As per tradition the band opted to track the album at a different facility than before. For “Archetype” Fear Factory recorded at Rumbo Recorders in Lagona Park, California with Ken Marshall producing. After the pristinely produced Cazares efforts “Archetype” sounds, for the lack of a better term, honest and crunchy. Past records tended to be on the overproduced end of the spectrum, and if there’s one thing to say about “Archetype” it is that it’s honest about its intentions. Gone is the overproduction, gone is the gloss – the record sounds closer to an actual thrash/groove metal record than the band had sounded in a long time. By abandoning its sciencefiction narrative (at least temporarily) it lit a fire under the remaining trio of Bell, Olde Wolbers and Herrera to prove that they were still relevant to the genre, and its fractured fanbase after the Cazares debacle. In order to give the album the proper market push promotional music videos were shot for ‘Cyber Waste’, ‘Archetype’ and ‘Bite the Hand That Bleeds’. Alas its new label partner Liquid 8 Records would sabotage the band’s reformation just a year later. That the label folded shortly after its cooperation with the band ceased seems only just in hindsight.

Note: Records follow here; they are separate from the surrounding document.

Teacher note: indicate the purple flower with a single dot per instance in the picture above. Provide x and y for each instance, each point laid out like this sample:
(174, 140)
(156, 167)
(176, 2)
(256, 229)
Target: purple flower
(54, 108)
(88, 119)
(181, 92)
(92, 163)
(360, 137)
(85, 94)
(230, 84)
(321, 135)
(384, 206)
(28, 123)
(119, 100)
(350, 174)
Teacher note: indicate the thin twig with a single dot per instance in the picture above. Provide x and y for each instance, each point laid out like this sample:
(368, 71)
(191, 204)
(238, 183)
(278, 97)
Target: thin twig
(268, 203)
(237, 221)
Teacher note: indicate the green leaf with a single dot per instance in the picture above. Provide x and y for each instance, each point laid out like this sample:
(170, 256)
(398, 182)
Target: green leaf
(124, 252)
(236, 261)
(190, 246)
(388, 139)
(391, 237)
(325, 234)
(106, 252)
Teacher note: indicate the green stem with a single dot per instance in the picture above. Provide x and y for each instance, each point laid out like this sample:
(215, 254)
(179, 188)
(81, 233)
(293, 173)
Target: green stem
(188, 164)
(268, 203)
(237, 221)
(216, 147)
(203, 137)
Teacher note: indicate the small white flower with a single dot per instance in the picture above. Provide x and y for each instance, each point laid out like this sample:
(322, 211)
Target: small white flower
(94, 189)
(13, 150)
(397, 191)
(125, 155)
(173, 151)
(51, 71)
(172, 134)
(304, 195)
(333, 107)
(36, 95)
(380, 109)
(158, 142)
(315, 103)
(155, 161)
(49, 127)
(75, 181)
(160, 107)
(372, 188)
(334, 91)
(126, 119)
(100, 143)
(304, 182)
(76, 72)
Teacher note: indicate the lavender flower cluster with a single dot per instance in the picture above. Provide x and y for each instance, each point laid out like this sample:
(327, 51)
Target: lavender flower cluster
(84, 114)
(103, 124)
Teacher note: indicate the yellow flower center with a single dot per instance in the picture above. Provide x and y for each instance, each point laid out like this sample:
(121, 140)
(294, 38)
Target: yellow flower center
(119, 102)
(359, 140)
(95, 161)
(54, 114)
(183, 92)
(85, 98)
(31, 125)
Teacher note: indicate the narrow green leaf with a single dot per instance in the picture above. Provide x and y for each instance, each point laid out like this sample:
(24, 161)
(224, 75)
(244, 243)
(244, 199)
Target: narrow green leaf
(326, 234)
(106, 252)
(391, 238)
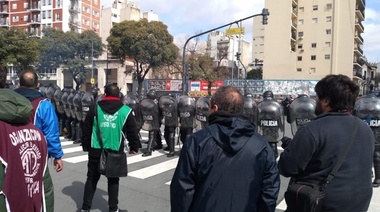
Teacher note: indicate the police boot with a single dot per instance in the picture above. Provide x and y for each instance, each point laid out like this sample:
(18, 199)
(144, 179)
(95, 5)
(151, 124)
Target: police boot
(73, 131)
(376, 166)
(274, 147)
(149, 149)
(68, 128)
(171, 140)
(78, 133)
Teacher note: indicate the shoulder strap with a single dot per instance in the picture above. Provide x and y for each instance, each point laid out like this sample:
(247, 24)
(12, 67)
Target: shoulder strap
(100, 139)
(341, 156)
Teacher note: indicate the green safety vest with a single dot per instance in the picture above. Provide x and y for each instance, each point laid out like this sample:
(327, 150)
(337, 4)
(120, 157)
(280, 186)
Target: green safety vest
(110, 126)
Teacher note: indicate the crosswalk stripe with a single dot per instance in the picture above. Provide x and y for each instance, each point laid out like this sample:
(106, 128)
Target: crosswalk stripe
(72, 149)
(76, 159)
(154, 170)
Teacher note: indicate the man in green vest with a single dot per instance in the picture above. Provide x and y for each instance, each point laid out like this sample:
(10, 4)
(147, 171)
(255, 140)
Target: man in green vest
(113, 120)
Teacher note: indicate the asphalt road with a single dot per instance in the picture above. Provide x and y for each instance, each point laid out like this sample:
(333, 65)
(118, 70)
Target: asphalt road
(146, 189)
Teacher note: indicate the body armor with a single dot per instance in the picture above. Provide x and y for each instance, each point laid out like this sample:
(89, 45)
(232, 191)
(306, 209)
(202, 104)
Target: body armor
(270, 121)
(202, 108)
(186, 112)
(367, 108)
(168, 106)
(301, 112)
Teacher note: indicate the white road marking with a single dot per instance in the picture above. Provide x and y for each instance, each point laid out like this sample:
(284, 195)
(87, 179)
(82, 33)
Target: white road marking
(155, 169)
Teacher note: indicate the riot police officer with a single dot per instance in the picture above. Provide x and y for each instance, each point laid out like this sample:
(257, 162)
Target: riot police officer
(367, 108)
(151, 120)
(301, 112)
(186, 112)
(168, 106)
(270, 120)
(202, 108)
(250, 108)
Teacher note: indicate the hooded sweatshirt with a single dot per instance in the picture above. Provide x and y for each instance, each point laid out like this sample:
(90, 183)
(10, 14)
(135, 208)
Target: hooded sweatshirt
(226, 166)
(24, 179)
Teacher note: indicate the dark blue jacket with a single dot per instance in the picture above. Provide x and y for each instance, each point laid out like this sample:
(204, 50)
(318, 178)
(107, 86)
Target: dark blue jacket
(45, 119)
(226, 166)
(314, 150)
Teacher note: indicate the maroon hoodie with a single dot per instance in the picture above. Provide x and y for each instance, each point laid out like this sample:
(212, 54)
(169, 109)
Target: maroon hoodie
(23, 152)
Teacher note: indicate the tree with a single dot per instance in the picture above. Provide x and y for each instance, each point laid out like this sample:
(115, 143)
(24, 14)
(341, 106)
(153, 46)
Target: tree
(149, 44)
(18, 48)
(72, 50)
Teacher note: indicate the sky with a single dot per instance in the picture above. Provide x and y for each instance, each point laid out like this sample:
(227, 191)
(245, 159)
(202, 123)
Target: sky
(187, 18)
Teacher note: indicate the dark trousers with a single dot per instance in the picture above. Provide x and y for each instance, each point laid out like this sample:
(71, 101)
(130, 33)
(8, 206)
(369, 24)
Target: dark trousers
(90, 187)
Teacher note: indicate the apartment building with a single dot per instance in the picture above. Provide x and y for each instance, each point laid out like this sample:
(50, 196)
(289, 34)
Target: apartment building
(307, 40)
(35, 15)
(217, 40)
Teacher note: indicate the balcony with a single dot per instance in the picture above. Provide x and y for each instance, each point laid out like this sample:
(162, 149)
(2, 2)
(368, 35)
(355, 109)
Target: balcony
(360, 13)
(358, 38)
(358, 50)
(359, 26)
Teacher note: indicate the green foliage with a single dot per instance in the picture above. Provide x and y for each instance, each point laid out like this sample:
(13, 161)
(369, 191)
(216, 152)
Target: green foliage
(72, 50)
(18, 48)
(149, 44)
(255, 73)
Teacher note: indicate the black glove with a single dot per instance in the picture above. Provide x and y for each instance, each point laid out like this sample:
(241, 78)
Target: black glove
(285, 141)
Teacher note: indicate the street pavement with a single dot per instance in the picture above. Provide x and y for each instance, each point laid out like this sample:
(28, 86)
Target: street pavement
(146, 189)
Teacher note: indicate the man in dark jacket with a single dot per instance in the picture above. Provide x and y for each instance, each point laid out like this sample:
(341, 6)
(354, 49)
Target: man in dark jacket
(115, 119)
(226, 166)
(43, 116)
(25, 182)
(314, 150)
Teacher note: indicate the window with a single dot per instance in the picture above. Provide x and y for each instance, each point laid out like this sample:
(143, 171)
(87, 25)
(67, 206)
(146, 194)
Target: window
(57, 17)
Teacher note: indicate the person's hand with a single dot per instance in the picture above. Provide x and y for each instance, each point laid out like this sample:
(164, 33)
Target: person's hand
(58, 164)
(285, 141)
(132, 152)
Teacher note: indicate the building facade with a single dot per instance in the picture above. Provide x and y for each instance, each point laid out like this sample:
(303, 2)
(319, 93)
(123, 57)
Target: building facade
(307, 40)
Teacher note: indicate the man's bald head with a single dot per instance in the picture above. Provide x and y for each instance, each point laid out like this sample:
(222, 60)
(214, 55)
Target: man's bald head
(29, 79)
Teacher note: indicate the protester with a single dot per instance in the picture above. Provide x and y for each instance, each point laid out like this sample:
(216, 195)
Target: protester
(25, 183)
(314, 150)
(226, 166)
(43, 116)
(115, 119)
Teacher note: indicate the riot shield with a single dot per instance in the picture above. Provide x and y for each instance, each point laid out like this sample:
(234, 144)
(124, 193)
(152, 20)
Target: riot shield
(301, 112)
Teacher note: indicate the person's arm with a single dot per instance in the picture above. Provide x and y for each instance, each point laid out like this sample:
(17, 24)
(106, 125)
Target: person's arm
(87, 129)
(297, 154)
(132, 132)
(182, 186)
(47, 121)
(271, 182)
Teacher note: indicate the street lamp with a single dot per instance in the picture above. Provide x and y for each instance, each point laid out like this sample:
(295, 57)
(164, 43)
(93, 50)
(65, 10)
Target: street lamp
(264, 13)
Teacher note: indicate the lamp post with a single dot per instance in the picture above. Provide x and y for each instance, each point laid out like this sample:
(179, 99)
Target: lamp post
(264, 13)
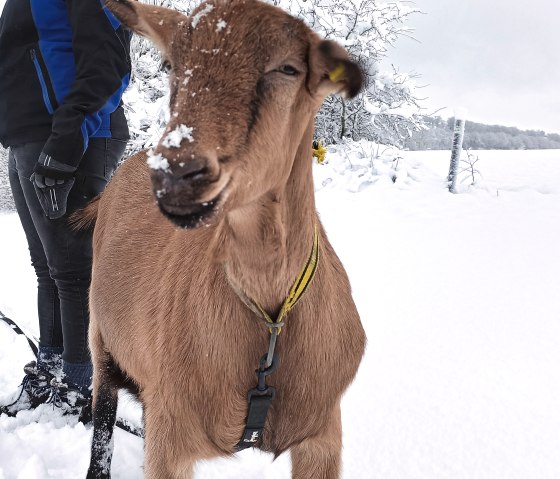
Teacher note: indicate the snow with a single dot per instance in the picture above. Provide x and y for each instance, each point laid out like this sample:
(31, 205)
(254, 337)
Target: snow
(459, 298)
(461, 113)
(157, 162)
(220, 25)
(175, 137)
(201, 14)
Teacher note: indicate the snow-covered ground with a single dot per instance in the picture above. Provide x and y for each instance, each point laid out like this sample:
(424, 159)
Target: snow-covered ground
(460, 298)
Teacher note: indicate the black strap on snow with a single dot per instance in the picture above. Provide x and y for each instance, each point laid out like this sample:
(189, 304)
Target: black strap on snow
(121, 423)
(18, 330)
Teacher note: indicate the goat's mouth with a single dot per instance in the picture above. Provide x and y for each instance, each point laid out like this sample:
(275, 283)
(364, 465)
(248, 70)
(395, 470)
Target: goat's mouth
(192, 215)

“Archetype” doesn’t so much revitalize the band’s sound as it cements that the trio can hold its own even with its central songwriting partner exiled. After the cinematic exercise that was “Obsolete” and the poppy vapidness of “Digimortal”, “Archetype” was a much needed reality check that had the band going back to basics. Competently written and produced, “Archetype” formed a workable template for the reconfigured unit. The goodwill generated by this record would be shortlived as its successor would tarnish the band’s somewhat repaired reputation, which eventually led to the band’s second split. It isn’t the best effort from the band by a long shot, but given the difficult circumstances from which it was conceived at least makes it a reliable, if lukewarm affair. In many ways it is the first non-canonical Fear Factory release, despite rekindling the band’s sense of purpose and direction. The very matter-of-fact presentation, and loose thematic of the band’s sudden self-awareness of having spawned a subgenre make it a confused but halfway efficient effort that scrapes by on more than just its disarming honesty.